Personal data is now commonly conceived as a tradable asset. Markets for personal information have emerged and new and different ways of valuating individuals' data are being proposed. Meanwhile, legal obligations over protection of personal data and individuals' concerns over its privacy exist, but the clarity to the common man is an illusion.(Spiekermann et al., 2015b) The increasing appetite of society for personal data is driving the emergence of data markets. This is allowing data consumers to launch customized queries over the datasets collected by a data broker from data owners. The data brokers can maximize their cumulative revenue by posting reasonable prices for sequential queries. Contextual dynamic pricing mechanism is being proposed with the reserve price constraint.(Niu et al., 2020b; (Ribeiro-Navarrete et al., 2021)
In this era of the digital economy, data has become a new key production factor, and personal data is the monetary value of a data-driven economy. Both the public and private sectors want to use these data for research and business. However, due to privacy issues, access to such data is limited, but not impossible. Given the business opportunities that have gaps between demand and supply, many have considered establishing a private data market to resolve supply and demand conflicts and to get access to data otherwise not accessible. While there are many challenges to maintaining such a data market, academics have focused on technical challenges and academic questions like ensuring a fair-trading mechanism between data providers and data platforms, consumer's attitude toward privacy data, and the pricing of personal data to maximize the profit of the data platform (Barbosa et al., 2022). Researchers have come up with a compensation mechanism based on the privacy attitude of the data provider and analyzed consumer self-selection behavior and established a non-linear model to represent consumers' willingness to pay (WTP)(Yang & Xing, 2019b).

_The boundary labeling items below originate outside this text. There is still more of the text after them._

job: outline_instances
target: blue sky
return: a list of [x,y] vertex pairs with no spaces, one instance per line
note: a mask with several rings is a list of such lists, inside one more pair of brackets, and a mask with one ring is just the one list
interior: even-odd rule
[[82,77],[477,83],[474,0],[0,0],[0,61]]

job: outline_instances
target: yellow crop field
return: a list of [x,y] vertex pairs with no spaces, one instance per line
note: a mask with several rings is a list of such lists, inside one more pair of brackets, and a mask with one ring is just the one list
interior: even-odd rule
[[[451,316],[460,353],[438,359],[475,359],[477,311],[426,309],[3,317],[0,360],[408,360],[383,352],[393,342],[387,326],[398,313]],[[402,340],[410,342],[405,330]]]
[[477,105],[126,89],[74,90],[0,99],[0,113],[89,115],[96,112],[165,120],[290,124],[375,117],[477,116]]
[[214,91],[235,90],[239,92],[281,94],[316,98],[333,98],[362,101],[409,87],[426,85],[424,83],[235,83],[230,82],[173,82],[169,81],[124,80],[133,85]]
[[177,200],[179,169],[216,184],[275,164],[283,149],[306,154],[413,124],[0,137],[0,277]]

As personal data is becoming a valuable asset for IT industries, the need for data ecosystems with personal data trading methodologies is increased, and as we discussed above, the concept of data brokers is now widely used in the market. In order to avoid and prevent malicious behavior, academics have proposed a deposit decision model for data brokers in distributed personal data markets using blockchain. The academics proposed a profit model with deposits depending on their behavior for handling contracts and a credit level model that puts fewer deposits for a data broker with a higher credit level to motivate the data brokers' truthful behavior.(Oh et al., 2021b; (Saura et al., 2021).